Which is perhaps of little surprise as Wynne grew up in Liverpool during the Merseybeat boom, and one of his claims to fame is teaching Julian Lennon to play guitar at age 16. The other trophy on his CV is working with John Entwistle on his late nineties The Who side project The Pioneers who released a self-titled country-rock album in 1999 on which Wynne played lead guitar.
But while Wynne’s writing style is very much ‘old school’ it covers a wide range of bases from the blues (‘Blues For Mr Johnson’), to Latin infused dance (‘La Troc’) and mild funk (‘You Are The Message’) in a ‘classic’ pop/rock singer songwriter style not too far distanced from that of Guy Chambers (Robbie Williams) and that of The Waterboys/World Party’s Karl Wallinger. ‘All Quie’t even bears tones of Knopfler/Dire Straits.

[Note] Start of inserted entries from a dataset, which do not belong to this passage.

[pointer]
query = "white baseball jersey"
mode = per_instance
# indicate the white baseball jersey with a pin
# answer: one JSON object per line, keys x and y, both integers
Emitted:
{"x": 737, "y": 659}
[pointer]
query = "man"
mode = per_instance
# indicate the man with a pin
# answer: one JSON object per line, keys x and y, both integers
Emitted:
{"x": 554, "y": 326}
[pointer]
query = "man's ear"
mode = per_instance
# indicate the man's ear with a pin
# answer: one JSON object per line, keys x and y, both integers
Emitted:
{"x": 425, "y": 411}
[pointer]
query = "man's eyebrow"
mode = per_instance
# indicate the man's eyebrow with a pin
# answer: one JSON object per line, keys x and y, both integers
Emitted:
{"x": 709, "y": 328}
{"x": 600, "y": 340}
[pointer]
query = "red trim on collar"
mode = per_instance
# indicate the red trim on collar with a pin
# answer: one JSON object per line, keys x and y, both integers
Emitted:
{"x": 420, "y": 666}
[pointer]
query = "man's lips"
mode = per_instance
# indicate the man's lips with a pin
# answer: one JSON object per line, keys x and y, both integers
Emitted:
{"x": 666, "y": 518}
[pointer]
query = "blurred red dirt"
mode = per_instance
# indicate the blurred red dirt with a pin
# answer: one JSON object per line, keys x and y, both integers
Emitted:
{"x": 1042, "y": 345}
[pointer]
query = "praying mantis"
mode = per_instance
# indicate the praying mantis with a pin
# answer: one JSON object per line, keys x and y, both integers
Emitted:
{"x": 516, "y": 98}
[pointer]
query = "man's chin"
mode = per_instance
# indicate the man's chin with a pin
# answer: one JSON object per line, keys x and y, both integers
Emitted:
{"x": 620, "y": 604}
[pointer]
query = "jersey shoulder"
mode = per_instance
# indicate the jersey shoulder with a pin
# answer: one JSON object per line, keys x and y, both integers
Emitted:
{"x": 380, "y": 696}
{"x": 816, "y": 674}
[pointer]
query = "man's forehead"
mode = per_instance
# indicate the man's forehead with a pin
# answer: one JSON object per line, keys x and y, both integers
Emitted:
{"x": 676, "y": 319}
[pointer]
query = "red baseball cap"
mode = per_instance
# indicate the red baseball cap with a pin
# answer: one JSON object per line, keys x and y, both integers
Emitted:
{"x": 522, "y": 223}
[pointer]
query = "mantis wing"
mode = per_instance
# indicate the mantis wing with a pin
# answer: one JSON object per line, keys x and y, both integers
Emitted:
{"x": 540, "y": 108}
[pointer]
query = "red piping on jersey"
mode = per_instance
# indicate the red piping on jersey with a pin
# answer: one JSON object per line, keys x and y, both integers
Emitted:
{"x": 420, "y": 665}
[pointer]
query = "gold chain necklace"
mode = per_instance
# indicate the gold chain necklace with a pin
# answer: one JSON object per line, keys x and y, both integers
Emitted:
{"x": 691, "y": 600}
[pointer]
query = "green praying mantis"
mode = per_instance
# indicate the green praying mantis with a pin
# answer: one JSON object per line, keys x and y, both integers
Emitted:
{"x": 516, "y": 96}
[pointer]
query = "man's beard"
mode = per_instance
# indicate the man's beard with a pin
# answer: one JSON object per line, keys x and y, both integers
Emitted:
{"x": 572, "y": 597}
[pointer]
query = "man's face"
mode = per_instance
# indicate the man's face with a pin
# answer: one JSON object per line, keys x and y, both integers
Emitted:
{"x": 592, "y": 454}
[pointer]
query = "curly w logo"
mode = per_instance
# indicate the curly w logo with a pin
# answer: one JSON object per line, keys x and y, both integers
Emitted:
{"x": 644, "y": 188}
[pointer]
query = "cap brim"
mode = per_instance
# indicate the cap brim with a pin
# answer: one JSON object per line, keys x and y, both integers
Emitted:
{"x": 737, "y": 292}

Bringing talented musicians including pedal-steel guitarist B. J. Cole, Irish singer Patrick Bergin, and Jim Mortimore (bass) together, Mick I is a well written, well-crafted and infinitely listenable set – one that is easy to imagine being embraced by Radio 2 listeners – and seeing him opening for the likes of Paul Carrack. ***1/2
Review by Pete Whalley
LENY’S GIRL Walk Outside Again [Release date 16.03.18]
Morphing from A Band Named Trevor – a fairly rootsy Aussie blues band – Leny’s Girl look to expand their repertoire (and audience) with a wider reaching set.
The only line-up change is the addition of harmonica player Bob ‘Cookie’ Cooke, adding another layer of ‘cool’ to a line-up of Begsy (guitars), Brownie (drums) Tom Raw (bass), and vocalist Kasey McKenzie (a singer with an impressive set of pipes rooted in amateur theatre (Evita, Guys & Dolls, Annie, Wicked and many more).
The set opener ‘Pretend’ – a somewhat disjointed rootsy affair – picks up the A Band Named Trevor baton sounding like Imelda May on steroids and while it may be a great live set closer, is perhaps not the best calling card.
Elsewhere, there’s more of a late 60′s/early 70′s blue rock vibe with Kasey McKenzie doing her best Janis Joplin impersonation, with Begsy and Cookie’s combination of guitar and harmonica adding to the ‘period’ feel, with ‘Don’t Come Back’ being the album’s ultimate ‘wig out’.
But overall, there’s no clear strategy which leaves Walk Outside Again lacking a clear focus. So when you’ve got some cracking emerging blues artists here – Elles Bailey and Rebecca Downes, to name but two with excellent current releases – why would you look further?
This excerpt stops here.